Chemical properties determine how a material will react to one or more chemicals in the outside environment. Some common chemical properties include chemical activity, corrosion resistance, and solubility.

Electrical and magnetic properties determine how a material will react to electrical and magnetic forces; such as electrical conductivity and magnetic permeability (also known as magnetic conductivity).

Optical properties determine how a material will react to light waves. These properties include color, optical transmission, and reflectivity.

Physical properties are characteristics of a material such as size, shape, density, moisture content, and porosity.

Thermal properties determine how a material will react to heating and cooling.

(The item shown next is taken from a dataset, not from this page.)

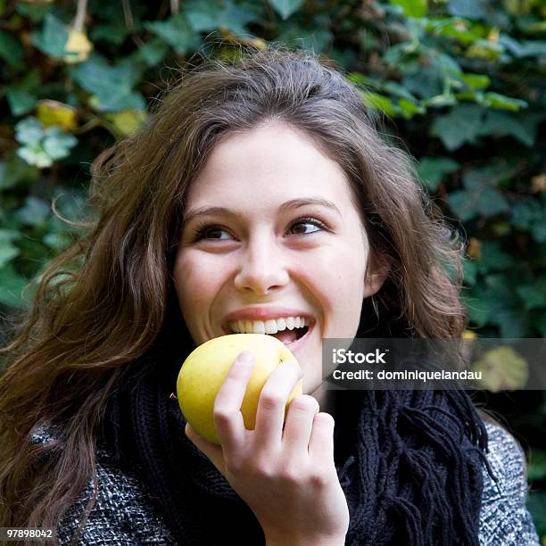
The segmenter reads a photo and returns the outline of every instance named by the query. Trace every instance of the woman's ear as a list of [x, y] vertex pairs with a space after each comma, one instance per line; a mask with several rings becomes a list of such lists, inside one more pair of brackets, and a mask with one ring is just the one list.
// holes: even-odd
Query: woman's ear
[[364, 297], [367, 298], [379, 292], [391, 269], [391, 266], [384, 256], [370, 255], [368, 268], [364, 281]]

Thermal properties include thermal conductivity, thermal shock resistance (how well a material can handle a sudden or significant change in temperature), thermal expansion, melting point, and boiling point.

Mechanical Properties

A material’s strength is its ability to keep its shape, even when a force is applied. Four kinds of force may be applied to a material. Tension is a force that pulls on a material. Compression is the opposite of tension. It’s a force that pushes on or squeezes a material. Torsion is a force that twists a material. The twisting force itself is called torque. The last force, shear force is created when one part slides in one direction and the other part slides in the opposite direction.

Fatigue is the progressive and localized damage that occurs when a material is subjected to cyclic loading (repeated flexing or bending). Fatigue strength refers to a materials ability to resist failure after repeated bending or flexing. If you have ever taken a paper clip and bent it back and forth, it will eventually snap from too much stress.

Toughness is the capacity of a material to absorb energy without breaking. Think about a bad piece of steak. If you keep chewing and the fibers of the meat don’t break down easily, we would say the meat is tough.

Hardness is a material's ability to resist being scratched or dented. Diamonds are the hardest material known. Products like saw blades and drill bits must be hard, otherwise, they would not have the ability to cut through materials. Some drill bits made of steel are used to bore holes in steel. To do this, the steel bit must be harder than the steel that is being drilled.

A material that can be twisted, bent, or pressed without breaking is said to be ductile. Metals can be quite ductile. Pots and pans begin as a flat sheet and are formed into the desired shape. A wire is made from a thick rod which is “drawn” through increasingly smaller dies to make the desired size.

A material that lacks ductility is said to be brittle. Brittle materials are inflexible, easily shattered or broken, and will not deform without breaking. A good example is window glass. If you have ever seen a window get hit by a rock or baseball, it shatters.

Ductile materials are either elastic or plastic. A material that can be bent or stretched and then returned to its original shape is said to be elastic. Elasticity is the quality of being flexible. Plasticity is similar. Materials with plasticity stay deformed even after a force that shapes them has been removed. The material that we call plastic was named after this property, but there are a number of other materials with this characteristic.